= Philip Balsam =

Canadian songwriter, composer and author (1943–2023)

Philip Balsam (23 December 1943 – 31 March 2023) was a Canadian songwriter, composer, and author. Many of his musical works were created for television or theatre, in collaboration with a lyricist. He is best known for his work on the show Fraggle Rock.

==Career==
With fellow Canadian Dennis Lee, Balsam wrote about 190 songs for the television series Fraggle Rock; a few more songs were written with author Tim Wynne-Jones. The songs were sung by puppets on the show; some of them were released as an album, Fraggle Rock: Music and Magic, in 1993.
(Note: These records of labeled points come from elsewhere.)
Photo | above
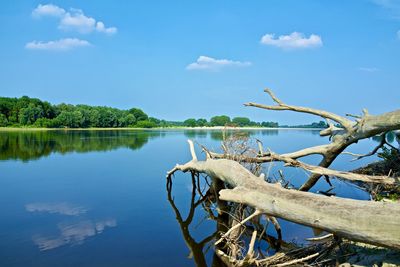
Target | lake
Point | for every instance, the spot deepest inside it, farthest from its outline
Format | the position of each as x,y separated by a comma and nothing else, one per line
99,198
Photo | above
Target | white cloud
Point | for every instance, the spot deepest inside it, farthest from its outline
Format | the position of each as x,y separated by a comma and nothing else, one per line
209,63
295,40
101,28
74,20
48,10
368,69
59,45
391,6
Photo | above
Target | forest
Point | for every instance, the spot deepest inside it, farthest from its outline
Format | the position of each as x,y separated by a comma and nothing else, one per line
33,112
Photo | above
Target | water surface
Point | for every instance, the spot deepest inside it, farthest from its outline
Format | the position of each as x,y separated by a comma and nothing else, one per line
98,198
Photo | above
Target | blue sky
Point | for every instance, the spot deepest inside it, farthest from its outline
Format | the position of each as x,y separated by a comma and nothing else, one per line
180,59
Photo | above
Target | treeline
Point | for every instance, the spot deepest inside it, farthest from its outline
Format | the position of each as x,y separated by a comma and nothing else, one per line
33,112
25,111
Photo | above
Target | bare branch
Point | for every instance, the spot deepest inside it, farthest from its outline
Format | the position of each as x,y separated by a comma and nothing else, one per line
329,172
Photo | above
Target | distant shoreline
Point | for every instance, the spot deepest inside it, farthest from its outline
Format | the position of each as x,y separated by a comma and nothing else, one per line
4,129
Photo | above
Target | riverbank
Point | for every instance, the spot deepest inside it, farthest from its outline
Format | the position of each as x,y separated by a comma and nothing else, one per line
219,128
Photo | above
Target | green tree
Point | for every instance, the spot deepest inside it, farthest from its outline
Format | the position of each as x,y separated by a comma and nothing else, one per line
30,114
241,121
190,122
3,120
201,122
145,124
72,119
139,114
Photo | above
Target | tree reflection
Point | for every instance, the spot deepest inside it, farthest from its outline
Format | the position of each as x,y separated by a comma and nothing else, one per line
30,145
198,249
218,211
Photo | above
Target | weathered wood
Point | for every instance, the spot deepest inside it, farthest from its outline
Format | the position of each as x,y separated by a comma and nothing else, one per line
376,223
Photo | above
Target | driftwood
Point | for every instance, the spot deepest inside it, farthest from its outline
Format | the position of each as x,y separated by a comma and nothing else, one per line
345,133
376,223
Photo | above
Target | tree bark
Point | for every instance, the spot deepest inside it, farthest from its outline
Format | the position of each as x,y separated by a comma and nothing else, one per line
376,223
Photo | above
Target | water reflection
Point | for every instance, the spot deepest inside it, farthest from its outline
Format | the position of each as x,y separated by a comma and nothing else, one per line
70,232
218,211
73,233
29,145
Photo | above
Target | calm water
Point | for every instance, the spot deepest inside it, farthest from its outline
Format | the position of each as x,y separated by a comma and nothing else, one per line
98,198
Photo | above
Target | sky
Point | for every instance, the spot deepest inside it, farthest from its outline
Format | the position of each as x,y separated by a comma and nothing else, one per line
183,59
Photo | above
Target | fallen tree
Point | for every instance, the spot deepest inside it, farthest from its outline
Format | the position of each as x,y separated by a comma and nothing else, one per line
342,132
351,219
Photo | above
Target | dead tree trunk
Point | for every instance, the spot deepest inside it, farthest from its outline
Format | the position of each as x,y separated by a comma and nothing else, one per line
376,223
348,133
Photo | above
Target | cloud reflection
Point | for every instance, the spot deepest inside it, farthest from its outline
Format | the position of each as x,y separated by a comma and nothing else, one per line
63,208
73,233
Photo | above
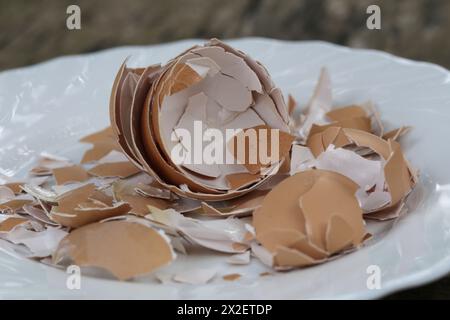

A second album, Jim Henson's Muppets Present Fraggle Rock, released in 1984, was produced by Balsam and Don Gillis. The album was nominated for a Grammy Award, which it won jointly with Shel Silverstein's Where the Sidewalk Ends. The show's theme song, written by Balsam and Lee, appeared on the Top 40 chart in the United Kingdom.

Fraggle Rock was aired around the world, and in 1989 was the first North American television show to be broadcast in the Soviet Union. Balsam performed the voice of the character Phil Fraggle on the show.

Balsam and Lee also wrote the songs for the Jim Henson television special "The Tale of the Bunny Picnic" and film Dog City. They wrote songs for the musical theatre version of Mordecai Richler's Jacob Two-Two and the Hooded Fang. and Jacob Two-Two and the Dinosaur.

==Death==
Balsam died on 31 March 2023, at the age of 79 from complications of giant cell arteritis.